Along the way, Kristol gives a synopsis of the growth caused by Bush's "evil tax cuts for the rich."
The 2003 cuts in personal income rates, and in the tax rates on dividends and capital gains, have helped produce economic growth of better than 4 percent a year--as non-tax-cutting European economies have stagnated. Unemployment here is down to 5.1 percent, while it remains 10 percent or more in Germany and France. The Dow is up by about 24 percent since May 2003, and capital spending by business is up some 22 percent.
And tax revenues are up. As Stephen Moore has pointed out in the Wall Street Journal, the supply-side Laffer curve has worked. Federal tax receipts are up by over 15 percent so far this fiscal year--and state tax receipts are up 7.5 percent. Individual and corporate receipts are up some 30 percent in the two years since the tax cut.

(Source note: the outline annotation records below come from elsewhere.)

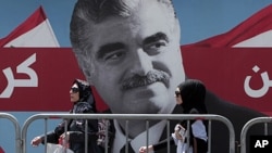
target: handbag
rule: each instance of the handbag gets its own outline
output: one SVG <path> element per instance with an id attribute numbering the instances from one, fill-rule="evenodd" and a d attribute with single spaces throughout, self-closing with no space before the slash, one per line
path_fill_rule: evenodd
<path id="1" fill-rule="evenodd" d="M 47 153 L 74 153 L 74 152 L 61 144 L 47 143 Z"/>

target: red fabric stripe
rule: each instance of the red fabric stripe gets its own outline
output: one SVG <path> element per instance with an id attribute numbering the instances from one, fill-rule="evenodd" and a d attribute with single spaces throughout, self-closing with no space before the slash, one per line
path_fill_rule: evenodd
<path id="1" fill-rule="evenodd" d="M 189 47 L 233 47 L 244 40 L 255 37 L 261 33 L 272 29 L 272 4 L 255 13 L 248 20 L 237 25 L 232 30 L 221 34 L 196 43 L 185 44 Z"/>
<path id="2" fill-rule="evenodd" d="M 33 29 L 34 27 L 46 21 L 46 13 L 44 12 L 42 7 L 40 5 L 28 18 L 26 18 L 25 22 L 18 25 L 10 35 L 0 39 L 0 47 L 3 48 L 11 40 Z"/>

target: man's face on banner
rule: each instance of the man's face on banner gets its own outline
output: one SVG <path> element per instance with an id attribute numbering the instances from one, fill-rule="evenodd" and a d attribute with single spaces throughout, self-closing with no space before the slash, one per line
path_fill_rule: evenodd
<path id="1" fill-rule="evenodd" d="M 110 17 L 91 35 L 96 87 L 112 113 L 171 113 L 185 79 L 178 21 L 145 1 L 127 18 Z"/>

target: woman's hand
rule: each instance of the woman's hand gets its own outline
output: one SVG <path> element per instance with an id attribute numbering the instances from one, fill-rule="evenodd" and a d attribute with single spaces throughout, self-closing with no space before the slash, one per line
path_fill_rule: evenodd
<path id="1" fill-rule="evenodd" d="M 139 153 L 146 153 L 148 150 L 148 152 L 152 152 L 153 151 L 153 145 L 149 145 L 148 148 L 147 146 L 140 146 L 139 148 Z"/>
<path id="2" fill-rule="evenodd" d="M 175 137 L 176 137 L 176 139 L 183 140 L 184 135 L 185 135 L 185 128 L 182 125 L 177 124 L 175 126 Z"/>
<path id="3" fill-rule="evenodd" d="M 41 137 L 35 137 L 30 142 L 33 146 L 38 146 L 39 143 L 41 143 Z"/>

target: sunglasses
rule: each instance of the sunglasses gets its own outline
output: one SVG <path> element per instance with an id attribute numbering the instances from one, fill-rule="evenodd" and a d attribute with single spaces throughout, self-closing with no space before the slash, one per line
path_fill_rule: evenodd
<path id="1" fill-rule="evenodd" d="M 79 92 L 79 88 L 73 87 L 73 88 L 71 88 L 71 91 L 72 91 L 72 93 L 77 93 L 77 92 Z"/>
<path id="2" fill-rule="evenodd" d="M 175 91 L 175 97 L 177 98 L 178 95 L 181 95 L 180 91 Z"/>

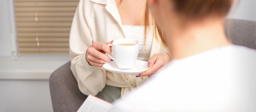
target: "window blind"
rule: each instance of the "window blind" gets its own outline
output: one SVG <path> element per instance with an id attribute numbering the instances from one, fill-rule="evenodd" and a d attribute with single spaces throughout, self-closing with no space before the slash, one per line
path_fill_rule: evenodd
<path id="1" fill-rule="evenodd" d="M 68 54 L 79 0 L 14 0 L 20 54 Z"/>

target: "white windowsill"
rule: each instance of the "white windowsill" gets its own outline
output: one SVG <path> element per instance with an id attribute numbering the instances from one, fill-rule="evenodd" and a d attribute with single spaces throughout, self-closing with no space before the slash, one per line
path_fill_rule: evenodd
<path id="1" fill-rule="evenodd" d="M 28 55 L 0 58 L 0 80 L 48 80 L 69 60 L 68 55 Z"/>

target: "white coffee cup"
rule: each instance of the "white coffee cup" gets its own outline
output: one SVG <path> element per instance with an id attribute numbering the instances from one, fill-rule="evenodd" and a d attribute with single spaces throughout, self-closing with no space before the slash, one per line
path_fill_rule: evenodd
<path id="1" fill-rule="evenodd" d="M 118 45 L 120 44 L 132 44 L 132 45 Z M 129 39 L 120 39 L 113 41 L 108 45 L 112 46 L 114 57 L 108 53 L 107 55 L 116 61 L 118 67 L 131 68 L 134 65 L 139 54 L 139 41 Z"/>

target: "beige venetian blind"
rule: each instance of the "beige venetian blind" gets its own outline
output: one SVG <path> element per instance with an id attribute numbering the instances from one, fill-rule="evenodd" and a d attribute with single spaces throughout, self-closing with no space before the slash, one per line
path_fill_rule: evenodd
<path id="1" fill-rule="evenodd" d="M 67 54 L 79 0 L 14 0 L 20 54 Z"/>

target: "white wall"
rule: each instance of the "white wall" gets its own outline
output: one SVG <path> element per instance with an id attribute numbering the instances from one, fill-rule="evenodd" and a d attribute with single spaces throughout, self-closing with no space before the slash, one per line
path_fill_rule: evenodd
<path id="1" fill-rule="evenodd" d="M 256 20 L 256 0 L 235 0 L 228 18 Z"/>
<path id="2" fill-rule="evenodd" d="M 52 112 L 48 80 L 0 80 L 0 112 Z"/>
<path id="3" fill-rule="evenodd" d="M 8 0 L 0 0 L 0 56 L 12 55 Z"/>

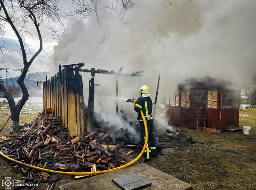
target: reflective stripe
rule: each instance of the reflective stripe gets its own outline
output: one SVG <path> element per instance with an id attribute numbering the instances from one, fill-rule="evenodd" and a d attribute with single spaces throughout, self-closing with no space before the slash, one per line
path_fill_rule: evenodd
<path id="1" fill-rule="evenodd" d="M 140 105 L 138 104 L 135 104 L 135 106 L 137 106 L 137 107 L 139 107 L 141 109 L 141 108 L 142 108 L 142 106 L 141 106 Z"/>
<path id="2" fill-rule="evenodd" d="M 145 108 L 146 108 L 146 115 L 148 115 L 149 113 L 147 110 L 147 101 L 145 101 Z"/>
<path id="3" fill-rule="evenodd" d="M 144 137 L 144 141 L 146 141 L 146 137 Z M 151 150 L 150 150 L 149 148 L 148 142 L 147 143 L 147 150 L 145 150 L 144 152 L 145 152 L 147 153 L 147 159 L 150 159 L 150 157 L 149 156 L 149 152 L 151 152 Z"/>

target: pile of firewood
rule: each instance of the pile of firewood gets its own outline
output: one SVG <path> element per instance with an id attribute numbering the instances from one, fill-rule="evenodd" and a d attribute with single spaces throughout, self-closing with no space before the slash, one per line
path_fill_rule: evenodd
<path id="1" fill-rule="evenodd" d="M 15 160 L 38 167 L 75 172 L 114 168 L 130 162 L 138 155 L 135 154 L 136 147 L 125 148 L 130 139 L 122 128 L 115 131 L 114 135 L 94 131 L 76 137 L 70 136 L 68 129 L 64 128 L 64 140 L 61 142 L 59 125 L 58 117 L 44 118 L 40 114 L 33 122 L 25 124 L 18 133 L 0 137 L 0 151 Z M 141 146 L 137 148 L 138 152 Z M 31 183 L 52 180 L 52 183 L 60 179 L 58 176 L 51 179 L 46 173 L 12 164 L 12 171 L 21 173 Z M 41 177 L 40 182 L 34 178 L 37 175 Z"/>

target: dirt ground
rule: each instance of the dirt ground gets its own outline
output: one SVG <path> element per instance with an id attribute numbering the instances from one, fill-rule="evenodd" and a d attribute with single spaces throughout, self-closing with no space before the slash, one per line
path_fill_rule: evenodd
<path id="1" fill-rule="evenodd" d="M 242 131 L 215 134 L 187 130 L 187 133 L 182 133 L 182 135 L 190 135 L 193 140 L 204 144 L 177 142 L 165 143 L 175 148 L 166 148 L 163 150 L 164 155 L 153 158 L 151 162 L 146 163 L 189 183 L 194 190 L 256 190 L 256 162 L 234 152 L 207 148 L 211 143 L 218 141 L 256 138 L 256 109 L 241 110 L 240 115 L 240 126 L 252 127 L 250 135 L 244 135 Z M 0 126 L 8 117 L 2 116 Z M 21 121 L 29 122 L 34 116 L 33 114 L 22 116 Z M 6 130 L 0 135 L 6 135 L 7 131 Z M 212 147 L 229 148 L 256 159 L 256 139 L 222 142 Z M 10 164 L 0 158 L 0 179 L 11 177 L 12 179 L 18 180 L 23 177 L 11 171 Z M 61 184 L 76 180 L 73 177 L 62 177 L 54 189 L 57 189 L 57 187 Z M 53 178 L 55 177 L 53 176 Z M 4 189 L 1 185 L 0 190 Z M 36 189 L 45 190 L 48 186 L 47 184 L 40 184 Z"/>

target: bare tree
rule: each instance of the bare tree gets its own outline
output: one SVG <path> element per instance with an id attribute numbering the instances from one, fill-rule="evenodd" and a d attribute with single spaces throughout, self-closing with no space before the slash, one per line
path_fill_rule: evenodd
<path id="1" fill-rule="evenodd" d="M 35 59 L 42 49 L 43 41 L 40 30 L 42 26 L 50 24 L 52 21 L 57 21 L 61 17 L 61 7 L 57 0 L 0 0 L 0 34 L 4 33 L 6 25 L 10 25 L 19 41 L 23 68 L 17 80 L 22 91 L 21 101 L 17 106 L 9 89 L 0 84 L 0 89 L 4 93 L 8 101 L 11 114 L 10 132 L 19 129 L 19 114 L 21 109 L 29 99 L 29 95 L 24 80 L 25 76 Z M 31 28 L 31 25 L 34 28 Z M 36 37 L 31 32 L 35 29 Z M 27 37 L 32 38 L 38 43 L 39 48 L 29 58 L 29 50 L 25 43 Z M 2 40 L 4 35 L 2 35 Z"/>
<path id="2" fill-rule="evenodd" d="M 123 21 L 134 5 L 131 0 L 73 0 L 72 4 L 70 15 L 78 15 L 81 19 L 94 16 L 100 26 L 100 21 L 106 18 Z"/>
<path id="3" fill-rule="evenodd" d="M 251 100 L 249 108 L 254 108 L 256 107 L 256 74 L 252 75 L 251 79 L 251 83 L 245 95 L 249 99 Z"/>

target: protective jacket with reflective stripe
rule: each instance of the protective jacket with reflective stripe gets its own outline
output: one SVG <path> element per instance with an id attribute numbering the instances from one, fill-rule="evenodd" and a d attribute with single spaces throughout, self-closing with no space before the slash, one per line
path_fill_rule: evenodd
<path id="1" fill-rule="evenodd" d="M 138 116 L 139 117 L 141 116 L 140 113 L 141 110 L 142 110 L 144 116 L 151 115 L 152 112 L 153 104 L 152 101 L 150 97 L 141 96 L 138 98 L 134 105 L 134 110 L 138 112 Z"/>

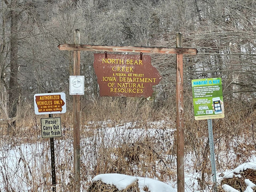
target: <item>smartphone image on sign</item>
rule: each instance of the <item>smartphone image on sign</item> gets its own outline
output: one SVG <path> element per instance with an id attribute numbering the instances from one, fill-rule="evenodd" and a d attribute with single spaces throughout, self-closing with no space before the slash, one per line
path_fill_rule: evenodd
<path id="1" fill-rule="evenodd" d="M 219 114 L 222 113 L 221 109 L 221 105 L 220 103 L 220 99 L 219 97 L 212 98 L 212 102 L 214 109 L 214 114 Z"/>

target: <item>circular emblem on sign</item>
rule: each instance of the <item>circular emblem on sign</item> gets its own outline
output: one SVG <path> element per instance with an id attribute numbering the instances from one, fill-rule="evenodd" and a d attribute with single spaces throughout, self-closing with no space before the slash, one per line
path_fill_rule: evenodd
<path id="1" fill-rule="evenodd" d="M 72 80 L 72 85 L 73 85 L 76 88 L 80 87 L 82 84 L 83 82 L 82 82 L 81 78 L 74 78 Z"/>

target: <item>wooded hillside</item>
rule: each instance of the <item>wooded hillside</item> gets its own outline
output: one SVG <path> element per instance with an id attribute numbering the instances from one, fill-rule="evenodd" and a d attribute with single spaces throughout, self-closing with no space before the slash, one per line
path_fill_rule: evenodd
<path id="1" fill-rule="evenodd" d="M 217 169 L 244 163 L 247 159 L 241 152 L 244 152 L 245 148 L 245 152 L 251 151 L 256 147 L 255 12 L 254 0 L 3 0 L 0 2 L 0 135 L 19 137 L 23 135 L 26 127 L 29 132 L 27 136 L 32 138 L 29 142 L 36 140 L 40 135 L 39 117 L 34 111 L 34 94 L 63 92 L 66 93 L 67 108 L 66 114 L 61 115 L 62 123 L 65 137 L 70 139 L 73 106 L 68 94 L 69 77 L 73 74 L 73 53 L 61 51 L 57 46 L 73 44 L 76 29 L 80 30 L 81 44 L 113 46 L 173 47 L 176 35 L 180 33 L 183 46 L 198 51 L 196 55 L 185 55 L 183 58 L 185 135 L 186 153 L 195 154 L 194 165 L 200 172 L 200 189 L 204 190 L 209 186 L 211 174 L 207 125 L 204 121 L 194 120 L 191 81 L 221 78 L 226 117 L 214 121 L 217 158 L 223 158 L 219 156 L 218 151 L 230 149 L 227 143 L 230 139 L 235 142 L 236 134 L 245 134 L 250 143 L 246 147 L 240 143 L 236 149 L 233 148 L 236 150 L 235 161 L 229 158 L 230 164 L 227 164 L 220 162 Z M 85 95 L 81 101 L 81 123 L 89 127 L 89 131 L 81 132 L 82 137 L 94 134 L 92 133 L 102 125 L 102 122 L 108 122 L 104 126 L 109 127 L 136 122 L 135 128 L 144 129 L 151 127 L 150 121 L 163 121 L 162 130 L 167 126 L 175 129 L 176 58 L 174 55 L 148 54 L 153 66 L 163 77 L 154 87 L 154 93 L 149 100 L 100 97 L 93 66 L 93 52 L 81 52 L 81 74 L 85 76 Z M 92 124 L 93 122 L 97 123 Z M 89 128 L 92 127 L 94 131 L 91 132 Z M 101 133 L 98 132 L 93 139 L 99 139 L 97 135 Z M 154 138 L 157 140 L 164 134 L 161 132 Z M 117 169 L 122 173 L 131 171 L 132 161 L 124 170 L 122 163 L 125 163 L 120 159 L 127 158 L 126 153 L 134 152 L 130 151 L 131 146 L 135 154 L 137 149 L 146 153 L 148 148 L 148 155 L 151 157 L 154 143 L 148 139 L 127 145 L 121 143 L 120 148 L 109 147 L 109 154 L 122 157 L 118 159 L 120 162 L 111 159 L 109 154 L 107 158 L 104 156 L 107 147 L 103 146 L 99 149 L 97 146 L 93 153 L 95 156 L 102 156 L 92 161 L 94 170 L 84 170 L 82 174 L 90 172 L 92 175 Z M 160 157 L 160 151 L 175 154 L 175 148 L 169 147 L 174 144 L 169 143 L 167 139 L 170 144 L 167 145 L 165 139 L 163 136 L 161 140 L 165 147 L 154 149 L 153 152 L 157 153 L 153 153 L 150 163 L 155 163 Z M 129 139 L 125 139 L 129 143 Z M 111 161 L 106 161 L 108 158 Z M 159 180 L 166 181 L 166 175 L 172 177 L 173 173 L 170 173 L 164 160 L 165 172 L 158 174 L 151 170 L 141 172 L 153 172 L 149 177 L 159 177 Z M 106 162 L 109 164 L 105 164 Z M 141 163 L 136 162 L 143 165 Z M 116 165 L 117 169 L 113 168 Z M 104 166 L 105 170 L 102 169 Z M 131 174 L 134 173 L 132 171 Z"/>

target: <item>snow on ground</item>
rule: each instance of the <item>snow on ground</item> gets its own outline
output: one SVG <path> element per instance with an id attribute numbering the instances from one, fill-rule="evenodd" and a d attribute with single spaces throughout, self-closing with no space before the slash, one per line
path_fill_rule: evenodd
<path id="1" fill-rule="evenodd" d="M 155 124 L 157 127 L 163 127 L 163 122 L 153 122 L 152 123 Z M 166 126 L 166 125 L 164 126 Z M 90 127 L 90 126 L 89 126 Z M 115 127 L 109 126 L 109 123 L 106 123 L 105 127 L 97 128 L 97 131 L 103 132 L 105 135 L 108 135 L 103 139 L 104 141 L 106 143 L 109 142 L 115 143 L 118 142 L 118 141 L 120 141 L 118 137 L 121 135 L 129 137 L 129 139 L 132 141 L 137 136 L 141 135 L 142 133 L 144 134 L 146 132 L 146 134 L 150 135 L 156 135 L 156 137 L 163 134 L 172 135 L 172 137 L 169 137 L 169 139 L 170 139 L 169 142 L 170 143 L 172 142 L 174 138 L 173 135 L 174 130 L 171 129 L 138 129 L 136 124 L 134 123 L 124 123 L 123 125 L 116 125 Z M 87 156 L 83 157 L 83 155 L 84 155 L 86 153 L 83 154 L 81 157 L 84 158 L 83 160 L 85 161 L 87 158 L 90 159 L 91 162 L 94 161 L 92 160 L 94 158 L 93 154 L 90 155 L 93 152 L 91 151 L 93 149 L 90 148 L 90 143 L 91 142 L 94 142 L 95 140 L 97 140 L 95 138 L 90 137 L 81 139 L 84 151 L 89 154 Z M 102 140 L 100 138 L 98 138 L 98 141 Z M 72 142 L 71 140 L 67 138 L 55 141 L 57 168 L 58 169 L 58 165 L 60 166 L 63 163 L 71 165 L 70 170 L 66 170 L 66 172 L 64 172 L 65 171 L 64 170 L 62 171 L 63 171 L 63 172 L 61 172 L 62 175 L 63 174 L 63 178 L 60 178 L 60 180 L 66 183 L 68 182 L 67 178 L 68 177 L 69 174 L 72 172 L 72 159 L 70 158 L 70 156 L 73 155 Z M 33 185 L 34 185 L 31 182 L 31 181 L 33 181 L 33 178 L 36 174 L 39 175 L 38 177 L 42 180 L 39 181 L 39 182 L 38 181 L 34 182 L 42 183 L 47 181 L 44 180 L 44 175 L 45 174 L 44 172 L 45 170 L 47 170 L 49 172 L 50 171 L 50 164 L 48 164 L 45 160 L 45 157 L 50 157 L 50 156 L 48 141 L 40 139 L 38 142 L 36 143 L 25 143 L 18 146 L 4 145 L 2 141 L 0 142 L 0 180 L 4 181 L 4 182 L 0 182 L 0 191 L 5 191 L 4 185 L 7 184 L 11 185 L 12 189 L 14 191 L 30 191 L 31 190 Z M 163 143 L 161 145 L 164 145 L 165 143 Z M 164 147 L 167 147 L 167 146 Z M 234 153 L 232 153 L 232 152 L 230 152 L 230 155 L 234 155 Z M 193 154 L 186 154 L 185 158 L 185 192 L 196 191 L 198 189 L 197 179 L 200 178 L 201 173 L 199 172 L 193 170 Z M 232 157 L 230 158 L 231 159 Z M 172 157 L 172 160 L 175 160 L 175 157 Z M 256 162 L 256 156 L 250 157 L 249 161 L 251 162 L 244 163 L 231 171 L 227 172 L 227 170 L 221 170 L 221 171 L 226 173 L 223 178 L 232 178 L 234 175 L 239 177 L 240 171 L 247 169 L 256 170 L 256 163 L 255 163 Z M 176 165 L 175 162 L 173 163 L 174 165 Z M 27 175 L 26 173 L 28 173 Z M 235 173 L 238 174 L 236 175 Z M 218 183 L 220 183 L 220 181 L 222 179 L 222 177 L 219 177 L 220 174 L 220 173 L 217 173 Z M 6 175 L 12 179 L 11 183 L 7 183 L 10 181 L 6 180 Z M 25 177 L 24 175 L 27 177 Z M 88 175 L 88 180 L 91 180 L 92 179 L 91 177 L 91 175 Z M 65 179 L 67 180 L 65 180 Z M 120 189 L 125 188 L 129 183 L 138 180 L 141 190 L 144 187 L 147 186 L 151 192 L 160 191 L 162 192 L 174 192 L 177 191 L 177 189 L 175 189 L 175 187 L 177 188 L 176 181 L 168 181 L 169 185 L 167 185 L 151 179 L 120 174 L 99 175 L 93 179 L 94 180 L 101 180 L 103 182 L 106 182 L 109 184 L 113 183 L 116 185 L 117 187 L 118 186 L 117 188 Z M 84 181 L 85 182 L 87 181 Z M 254 187 L 255 184 L 252 183 L 250 180 L 246 180 L 245 181 L 248 187 L 244 192 L 253 191 L 252 190 Z M 57 188 L 61 187 L 58 185 L 57 183 Z M 50 188 L 51 186 L 50 186 L 49 187 Z M 227 185 L 224 185 L 222 187 L 227 192 L 236 191 L 235 189 Z M 45 190 L 43 188 L 41 188 L 41 189 L 42 190 L 41 191 L 42 191 Z M 161 190 L 160 190 L 159 189 L 161 189 Z M 141 190 L 141 192 L 142 191 Z"/>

The budget deficit looks as if it will be down by some $60 billion this year.
The information in the second paragraph is what drives the left completely nuts and generally causes a complete intellectual meltdown. The prevailing theme of the left is that tax cuts lined the pockets of the rich and prevented our benevolent government from doing it's good work across the nation. In fact, the tax cuts and the subsequent growth realized from them have caused tax receipts to rise at levels far exceeding pre-tax cut predictions. In short, the tax cuts have generated more tax revenue, not less.
Success in the private sector is what breeds a healthy government. The progress that has been bred in both areas is what John Kerry promised to repeal were he to be elected, and what the Democratic Party will fight hard this fall to render useless.